Experiment with Healthy Mix-ins
If you’re looking to make your carrot cake even more nutritious, try adding some healthy mix-ins to your recipe. For example, you could add chopped walnuts or pecans for some healthy fats and protein, or throw in some raisins or dried cranberries for a burst of sweetness. You could also add some grated zucchini or apple for extra nutrients and moisture.
Swap Out Heavy Cream for Greek Yogurt
Another way to reduce the fat in your carrot cake is to swap out heavy cream for Greek yogurt. Greek yogurt is high in protein and low in fat, making it a great substitute for heavy cream. Simply replace the heavy cream in your recipe with an equal amount of plain, low-fat Greek yogurt.
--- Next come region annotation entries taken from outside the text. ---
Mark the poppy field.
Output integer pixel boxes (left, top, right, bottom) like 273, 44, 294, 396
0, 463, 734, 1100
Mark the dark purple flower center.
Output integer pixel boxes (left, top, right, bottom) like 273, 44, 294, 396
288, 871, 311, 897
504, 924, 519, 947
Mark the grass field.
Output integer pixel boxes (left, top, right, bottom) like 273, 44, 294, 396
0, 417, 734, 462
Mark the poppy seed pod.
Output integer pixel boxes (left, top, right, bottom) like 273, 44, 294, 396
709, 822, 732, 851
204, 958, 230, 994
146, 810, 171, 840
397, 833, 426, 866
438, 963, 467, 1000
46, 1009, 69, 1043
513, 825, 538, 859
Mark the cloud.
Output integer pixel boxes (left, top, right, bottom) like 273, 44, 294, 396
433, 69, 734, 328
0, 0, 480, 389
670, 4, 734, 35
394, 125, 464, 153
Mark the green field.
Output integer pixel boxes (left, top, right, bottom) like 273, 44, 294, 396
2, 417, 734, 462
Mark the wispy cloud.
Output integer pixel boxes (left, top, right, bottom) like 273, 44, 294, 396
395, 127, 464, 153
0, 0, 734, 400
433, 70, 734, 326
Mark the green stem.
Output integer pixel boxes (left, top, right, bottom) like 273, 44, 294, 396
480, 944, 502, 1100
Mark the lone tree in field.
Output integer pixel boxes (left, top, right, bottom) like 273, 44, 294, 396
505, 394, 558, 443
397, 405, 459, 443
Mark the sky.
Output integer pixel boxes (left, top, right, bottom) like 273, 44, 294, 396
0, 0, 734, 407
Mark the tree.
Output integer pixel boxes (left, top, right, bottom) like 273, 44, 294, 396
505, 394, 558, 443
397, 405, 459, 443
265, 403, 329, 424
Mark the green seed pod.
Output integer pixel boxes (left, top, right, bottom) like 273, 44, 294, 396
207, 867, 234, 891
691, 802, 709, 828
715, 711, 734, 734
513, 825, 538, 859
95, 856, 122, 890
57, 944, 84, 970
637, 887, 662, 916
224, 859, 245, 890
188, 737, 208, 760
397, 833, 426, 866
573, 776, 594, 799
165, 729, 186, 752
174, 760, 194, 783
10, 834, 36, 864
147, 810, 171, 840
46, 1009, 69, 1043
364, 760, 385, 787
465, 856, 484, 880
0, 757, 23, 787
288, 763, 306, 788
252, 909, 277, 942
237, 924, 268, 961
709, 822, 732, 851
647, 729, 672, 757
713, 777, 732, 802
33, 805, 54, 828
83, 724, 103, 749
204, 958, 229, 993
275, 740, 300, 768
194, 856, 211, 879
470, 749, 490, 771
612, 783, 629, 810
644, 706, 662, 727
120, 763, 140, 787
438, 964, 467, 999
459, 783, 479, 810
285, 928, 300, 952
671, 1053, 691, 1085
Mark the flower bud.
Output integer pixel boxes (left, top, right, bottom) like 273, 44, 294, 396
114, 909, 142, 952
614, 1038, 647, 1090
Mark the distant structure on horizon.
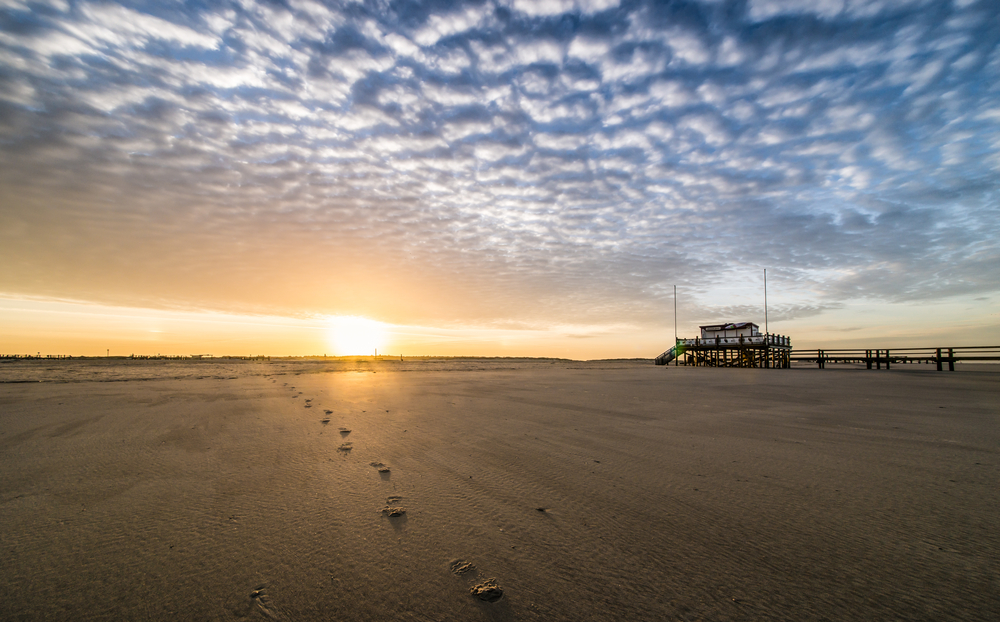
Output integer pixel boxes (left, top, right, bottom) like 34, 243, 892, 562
654, 322, 792, 369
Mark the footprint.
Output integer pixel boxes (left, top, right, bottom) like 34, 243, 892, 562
469, 578, 503, 603
382, 495, 406, 518
250, 585, 286, 620
448, 559, 476, 575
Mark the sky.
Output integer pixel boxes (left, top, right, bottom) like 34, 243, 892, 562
0, 0, 1000, 358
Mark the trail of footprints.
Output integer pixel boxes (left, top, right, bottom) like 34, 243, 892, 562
270, 380, 504, 608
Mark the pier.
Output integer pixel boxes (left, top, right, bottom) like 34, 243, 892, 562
654, 322, 792, 369
788, 346, 1000, 371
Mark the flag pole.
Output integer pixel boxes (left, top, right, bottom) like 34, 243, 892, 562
764, 268, 769, 335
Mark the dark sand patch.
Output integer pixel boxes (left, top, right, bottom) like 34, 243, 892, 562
469, 578, 503, 603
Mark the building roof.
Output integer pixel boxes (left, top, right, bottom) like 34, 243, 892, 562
698, 322, 760, 330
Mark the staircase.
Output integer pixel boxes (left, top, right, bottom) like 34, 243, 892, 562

This will make your cake lighter and lower in fat without sacrificing texture or flavor.
Conclusion
With these valuable tips, you can make a delicious, fluffy, light, and moist carrot cake that’s low in fat and high in flavor. Using substitutes like applesauce, whole wheat flour, and low-fat cream cheese frosting, as well as adding more carrots and experimenting with healthy mix-ins, can significantly reduce the fat content of your cake while making it more nutritious. So go ahead and indulge in a slice of carrot cake, guilt-free!